Author: Thomas Martin, CFA Senior Portfolio Manager
Invest it. What to do with an already fully invested portfolio? Stay invested.
Why? With the S&P 500 and Nasdaq near all-time highs and up nearly 15% year-to-date, isn’t that a risky time to put cash to work in the markets? Perhaps the most important thing to remember about true investing, is that it is investing. It is by its very nature risky, uncertain, and difficult to time. It is also long-term. It should have a long enough time horizon to weather shorter-term ups and downs. The next most important thing is to diversify exposure to risk. Different assets usually act differently in different scenarios. Why invest now? To prudently gain exposure to risks and their associated returns and build wealth over the long-term. That can only be accomplished by putting money to work.
We view the near-term prospects for equities and fixed income to be positive on balance. This doesn’t mean that we think it will be blue skies and clear sailing with uninterrupted gains, but we don’t view the markets as being vulnerable to an imminent top. We see a number of favorable underpinnings that are supportive of the current levels of equity and fixed income prices.
Business fundamentals appear to be stable. Not all companies, industries and sectors are doing equally well, but the factors of production are settling into a level that is closer to normal as time moves on from the disruptions initially put in place by the global pandemic. Unemployment is low, and jobs are being net created. Companies and consumers still have money to spend and a willingness to spend it. Price levels may not be ideal, but they appear to be manageable. The same can be said of credit availability and interest rates, in our view. Education, talent, and skills, although not perfectly distributed and matched, seem to be generally meeting the needs of operators. The US economy is broad and diverse, and ingenuity, problem-solving and the motivation to improve is alive and well. This has resulted in a reacceleration in revenue growth, margin improvement, and thus profit growth.

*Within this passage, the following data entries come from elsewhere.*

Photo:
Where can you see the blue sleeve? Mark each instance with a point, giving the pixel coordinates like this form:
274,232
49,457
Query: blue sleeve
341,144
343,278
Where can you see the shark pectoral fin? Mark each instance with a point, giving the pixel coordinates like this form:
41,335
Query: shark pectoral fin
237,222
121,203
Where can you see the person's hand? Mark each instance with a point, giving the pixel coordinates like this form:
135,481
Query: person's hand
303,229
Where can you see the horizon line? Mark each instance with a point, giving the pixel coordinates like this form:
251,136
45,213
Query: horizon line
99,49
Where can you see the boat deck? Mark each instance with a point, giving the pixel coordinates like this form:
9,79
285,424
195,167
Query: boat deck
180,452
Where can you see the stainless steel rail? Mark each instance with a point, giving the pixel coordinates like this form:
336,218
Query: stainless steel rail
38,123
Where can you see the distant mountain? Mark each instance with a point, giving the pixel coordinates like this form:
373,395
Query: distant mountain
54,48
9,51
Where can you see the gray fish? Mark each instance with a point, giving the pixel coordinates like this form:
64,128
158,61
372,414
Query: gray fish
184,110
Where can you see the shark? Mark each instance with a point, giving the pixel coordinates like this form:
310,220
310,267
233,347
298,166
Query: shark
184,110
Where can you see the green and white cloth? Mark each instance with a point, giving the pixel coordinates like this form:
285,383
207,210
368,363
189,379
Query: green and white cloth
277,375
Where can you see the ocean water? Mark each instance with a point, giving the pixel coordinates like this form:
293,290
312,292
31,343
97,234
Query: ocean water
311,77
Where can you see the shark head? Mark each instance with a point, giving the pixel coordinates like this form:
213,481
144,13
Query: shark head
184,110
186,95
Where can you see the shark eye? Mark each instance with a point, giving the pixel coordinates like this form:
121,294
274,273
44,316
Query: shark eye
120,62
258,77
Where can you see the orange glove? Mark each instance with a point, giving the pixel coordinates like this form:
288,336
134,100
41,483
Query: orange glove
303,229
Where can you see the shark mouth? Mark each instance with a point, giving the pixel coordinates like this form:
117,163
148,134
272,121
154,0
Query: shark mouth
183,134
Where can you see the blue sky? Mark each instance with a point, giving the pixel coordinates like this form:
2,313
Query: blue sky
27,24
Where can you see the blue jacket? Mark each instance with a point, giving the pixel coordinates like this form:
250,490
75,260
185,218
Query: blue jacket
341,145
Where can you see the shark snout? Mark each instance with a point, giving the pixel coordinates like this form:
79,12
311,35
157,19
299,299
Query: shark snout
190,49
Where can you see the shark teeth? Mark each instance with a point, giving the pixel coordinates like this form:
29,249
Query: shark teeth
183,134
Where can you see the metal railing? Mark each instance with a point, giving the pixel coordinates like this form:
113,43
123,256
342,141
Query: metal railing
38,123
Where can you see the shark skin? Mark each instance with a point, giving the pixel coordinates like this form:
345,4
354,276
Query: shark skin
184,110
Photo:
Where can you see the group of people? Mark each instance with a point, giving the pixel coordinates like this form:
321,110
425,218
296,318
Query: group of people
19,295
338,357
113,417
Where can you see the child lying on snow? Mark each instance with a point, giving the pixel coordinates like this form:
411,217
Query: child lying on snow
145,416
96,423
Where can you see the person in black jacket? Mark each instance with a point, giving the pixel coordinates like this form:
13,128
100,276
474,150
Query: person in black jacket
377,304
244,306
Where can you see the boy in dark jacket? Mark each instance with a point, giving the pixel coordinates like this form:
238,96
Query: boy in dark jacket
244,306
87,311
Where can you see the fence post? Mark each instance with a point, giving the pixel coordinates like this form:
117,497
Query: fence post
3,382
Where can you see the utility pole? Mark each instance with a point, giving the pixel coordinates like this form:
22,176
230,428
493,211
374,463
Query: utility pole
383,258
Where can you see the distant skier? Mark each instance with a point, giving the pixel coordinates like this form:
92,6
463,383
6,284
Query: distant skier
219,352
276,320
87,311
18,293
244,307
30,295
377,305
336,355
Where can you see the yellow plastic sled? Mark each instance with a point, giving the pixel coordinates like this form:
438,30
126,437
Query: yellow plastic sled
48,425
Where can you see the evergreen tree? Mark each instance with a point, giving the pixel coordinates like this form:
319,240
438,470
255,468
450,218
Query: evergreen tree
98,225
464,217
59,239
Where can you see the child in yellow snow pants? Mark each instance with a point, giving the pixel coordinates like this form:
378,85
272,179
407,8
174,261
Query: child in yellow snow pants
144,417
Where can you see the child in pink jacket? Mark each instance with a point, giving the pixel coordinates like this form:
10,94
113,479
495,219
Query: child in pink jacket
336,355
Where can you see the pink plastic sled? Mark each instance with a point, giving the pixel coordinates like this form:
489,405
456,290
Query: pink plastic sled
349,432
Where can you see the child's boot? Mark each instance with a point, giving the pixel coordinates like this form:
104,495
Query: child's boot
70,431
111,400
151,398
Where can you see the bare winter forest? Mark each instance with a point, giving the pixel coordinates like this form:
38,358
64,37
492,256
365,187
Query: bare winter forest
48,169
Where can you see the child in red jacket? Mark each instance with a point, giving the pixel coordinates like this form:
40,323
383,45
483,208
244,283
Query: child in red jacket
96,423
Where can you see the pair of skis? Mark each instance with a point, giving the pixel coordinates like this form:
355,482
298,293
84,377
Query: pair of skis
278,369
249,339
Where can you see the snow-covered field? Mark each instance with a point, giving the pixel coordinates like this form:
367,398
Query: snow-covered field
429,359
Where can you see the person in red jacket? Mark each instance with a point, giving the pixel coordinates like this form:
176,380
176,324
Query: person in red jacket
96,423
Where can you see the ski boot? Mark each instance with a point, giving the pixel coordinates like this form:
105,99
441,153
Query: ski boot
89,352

The markets themselves have a few things going for them as well. Generally speaking, technical indicators are more indicative of further gains rather than the beginning of a downturn. Sentiment is positive but is not indicating an overweight of excess as we read it. This stage of the election year cycle has been a tailwind for markets in the past. Interest rates have risen significantly since they were close to zero but are within range of their highs and have the potential to stabilize here or even a bias in the downward direction.

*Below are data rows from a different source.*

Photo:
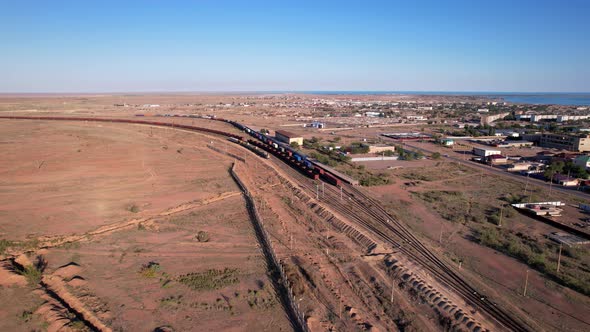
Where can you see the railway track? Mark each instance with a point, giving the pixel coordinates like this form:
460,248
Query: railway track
367,213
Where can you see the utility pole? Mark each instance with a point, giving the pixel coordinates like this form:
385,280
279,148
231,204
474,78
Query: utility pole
559,258
551,184
526,283
392,284
527,182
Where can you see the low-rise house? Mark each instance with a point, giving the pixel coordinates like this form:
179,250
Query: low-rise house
565,180
497,159
583,160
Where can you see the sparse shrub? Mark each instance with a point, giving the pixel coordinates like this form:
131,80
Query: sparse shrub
133,208
5,244
210,279
150,269
202,236
32,274
26,316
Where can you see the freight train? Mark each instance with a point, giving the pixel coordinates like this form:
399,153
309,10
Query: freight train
262,145
250,147
290,156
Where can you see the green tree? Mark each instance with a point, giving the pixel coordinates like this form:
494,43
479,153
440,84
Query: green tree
555,168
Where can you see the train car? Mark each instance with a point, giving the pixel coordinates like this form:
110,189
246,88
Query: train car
331,179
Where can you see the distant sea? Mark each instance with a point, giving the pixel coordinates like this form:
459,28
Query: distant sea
537,98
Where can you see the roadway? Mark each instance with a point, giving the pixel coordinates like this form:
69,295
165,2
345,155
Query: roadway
513,176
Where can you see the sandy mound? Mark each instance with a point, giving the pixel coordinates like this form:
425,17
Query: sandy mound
9,278
77,281
68,271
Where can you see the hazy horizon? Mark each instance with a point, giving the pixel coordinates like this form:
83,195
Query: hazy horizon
261,46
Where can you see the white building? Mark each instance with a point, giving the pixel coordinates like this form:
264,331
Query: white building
483,152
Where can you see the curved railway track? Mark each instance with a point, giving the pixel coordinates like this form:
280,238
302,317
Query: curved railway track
367,213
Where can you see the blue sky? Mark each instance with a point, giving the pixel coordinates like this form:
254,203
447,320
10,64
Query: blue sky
217,45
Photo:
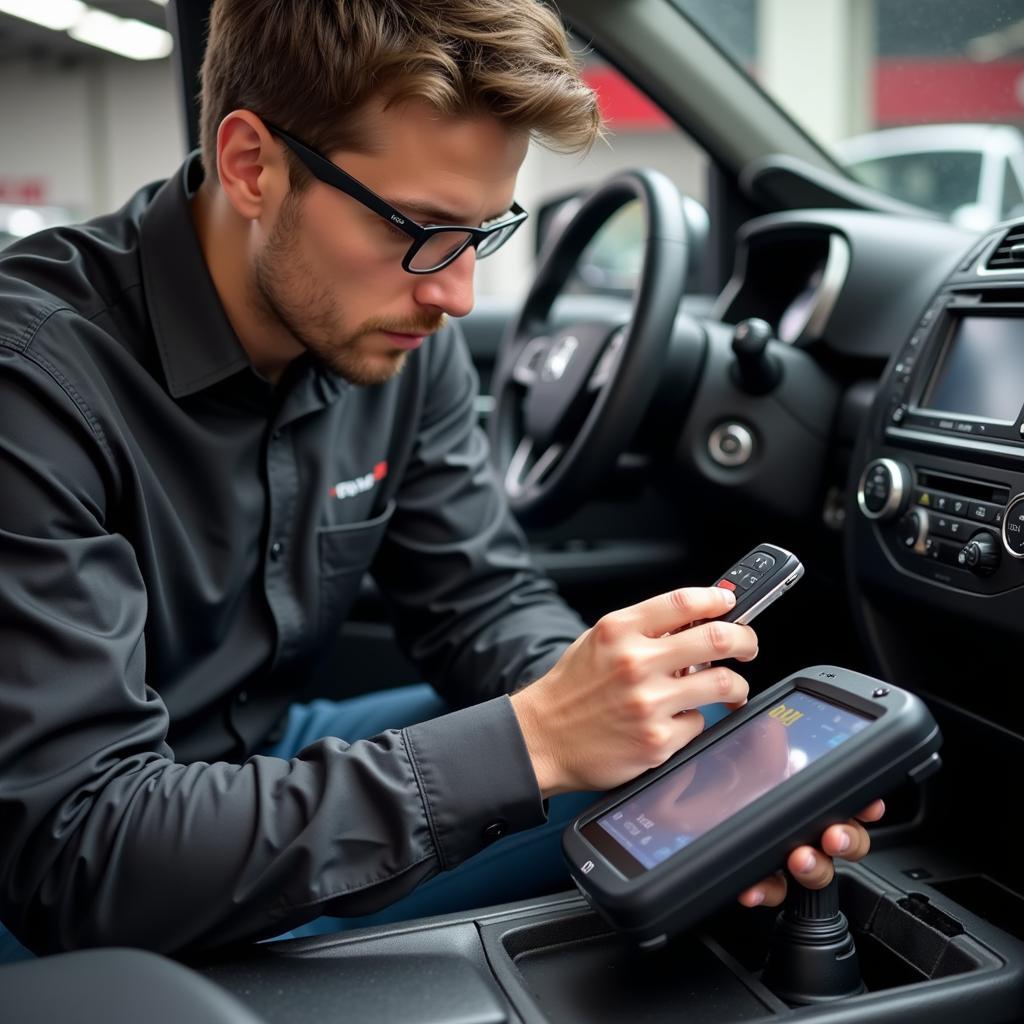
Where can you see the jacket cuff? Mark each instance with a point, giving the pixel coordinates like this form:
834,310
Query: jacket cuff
475,778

We remain close to fully invested in the strategies we manage. We are positioned in keeping with those points we noted above. We are diversified across investment styles, market capitalizations, sectors, industries, and companies. Our investments are highly liquid, so we have the ability to move quickly if necessary. We believe we have a degree of non-correlated exposure that has the potential to benefit the portfolio should macro events get rough. We believe our strategies are positioned as prudent investments for new and already invested money.